In the 1930s, when the global financial system faced a similar solvency crisis, FDR observed that "we have nothing to fear, but fear itself." He then set about backing up these words. Specifically, he transformed the financial system from being based on the practice of caveat emptor to being based on the philosophy of disclosure.
The one area where he could not bring disclosure fully to was banking. The lack of 21st century information technology made it impossible to share with market participants all the useful, relevant information for each bank in an appropriate, timely manner.
Instead, FDR introduced deposit guarantees and enhanced regulation and supervision. With deposit guarantees, he shifted the risk of loss on deposit investments from the depositor to the government.

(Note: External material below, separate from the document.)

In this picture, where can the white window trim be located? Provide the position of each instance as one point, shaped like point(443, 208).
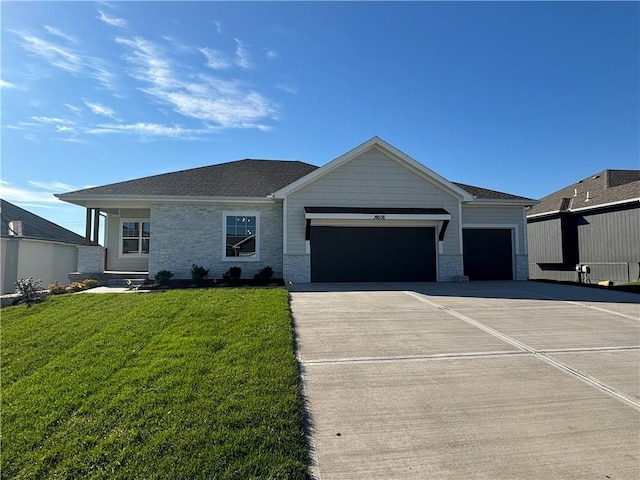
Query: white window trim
point(121, 238)
point(240, 213)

With enhanced regulation and supervision, he put in place bank supervision that allowed for examiners to look at all of a bank's useful, relevant information 24/7/365 - to this day, bank examiners still sit full-time in the offices of the countries largest banks looking over everything a bank does from loans to investments and funding.
Given the lack of 21st century information technology, this was the best that FDR and his government could do. However, it is a solution that is fundamentally flawed. It creates a systemic point of failure in the financial system by making market participants dependent on the regulator.
This blog has documented a number of ways that failure could occur including:
- The Bank of England's Andrew Haldane provided one in his discussion of the ability of the examiners to transform the data they received from the banks into useful information.
- In Ireland, the Nyberg Report provided another in its observation that the financial regulatory bureaucracy itself is an obstacle because, even when the analysis is correct, the examiner must convince everyone above them in the bureaucracy before action can be taken.
What is clear since the beginning of the solvency crisis is that FDR's solution of enhanced regulation and supervision no longer works and needs to be replaced.
For any doubters, just look at the stress tests.
European regulators have run stress tests twice. The first time, banks in Ireland passed the stress test and were nationalized within a couple of months. The second time, most of the banks passed the stress test and within a couple of months the IMF chief is calling for mandatory recapitalization of the entire sector.
The US experience with stress tests has not been any better. In 2009, using their monopoly on all the useful, relevant information, the US regulators stress tested Bank of America. As a result of the tests, BofA had to raise a trivial amount of capital relative to its $2 trillion balance sheet. In the most recent round of stress tests designed to let banks resume paying higher dividends, the US regulators determined that BofA did not pass, but the regulators did not publicly require that BofA tap the capital markets for additional capital. Today, some analysts think the capital shortfall could be as high as $200 billion.
There is nothing about the stress tests that suggests they could, would or should restore investor confidence in the banks. This is not a surprising finding. Why should investors, including banking counter-parties, trust the regulators after the regulators permitted the financial system to get into so much trouble in the first place?
The failure of the stress tests to restore confidence also confirms FDR's observation that governments should not tell investors what is a good or bad investment, but rather should ensure that investors had access to all the useful, relevant information in an appropriate, timely manner to determine if an investment was a good or bad investment for themselves.
Once again, the global financial system has entered a period of fear. Banks are limiting the amount of lending to other banks because they cannot tell who is solvent or who is insolvent (another failure of the stress tests).
So how should the financial system be transformed to restore confidence? By updating FDR's transformation. Specifically, the financial system has to be based on a combination of the philosophy of disclosure and the principle of caveat emptor.
No longer do financial institutions need to be handled differently. Today we have low-cost 21st century information technology that makes it feasible to disclose to market participants all the useful, relevant information (current asset and liability-level data for financial institutions) in an appropriate, timely manner.
Providing disclosure to market participants using 21st century information technology eliminates the systemic point of failure in the financial system and increases the stability of the financial system.
Rather than having market participants dependent on regulators, market participants can analyze the facts for themselves and adjust their exposure based on their own assessment of risk. It is the ability to analyze the facts for themselves that is the source of both investor confidence and market discipline.
- Investors are more confident when they know what they own.
- Financial institutions are subject to market discipline when investors can change the amount and pricing of their exposure in response to changes in the financial institution's risk profile.
Rather than having regulators dependent on their own internal analysis or the analysis provided by a bank's management, regulators can turn to third party experts, like a bank's competitors. This enhances the stability of the financial system.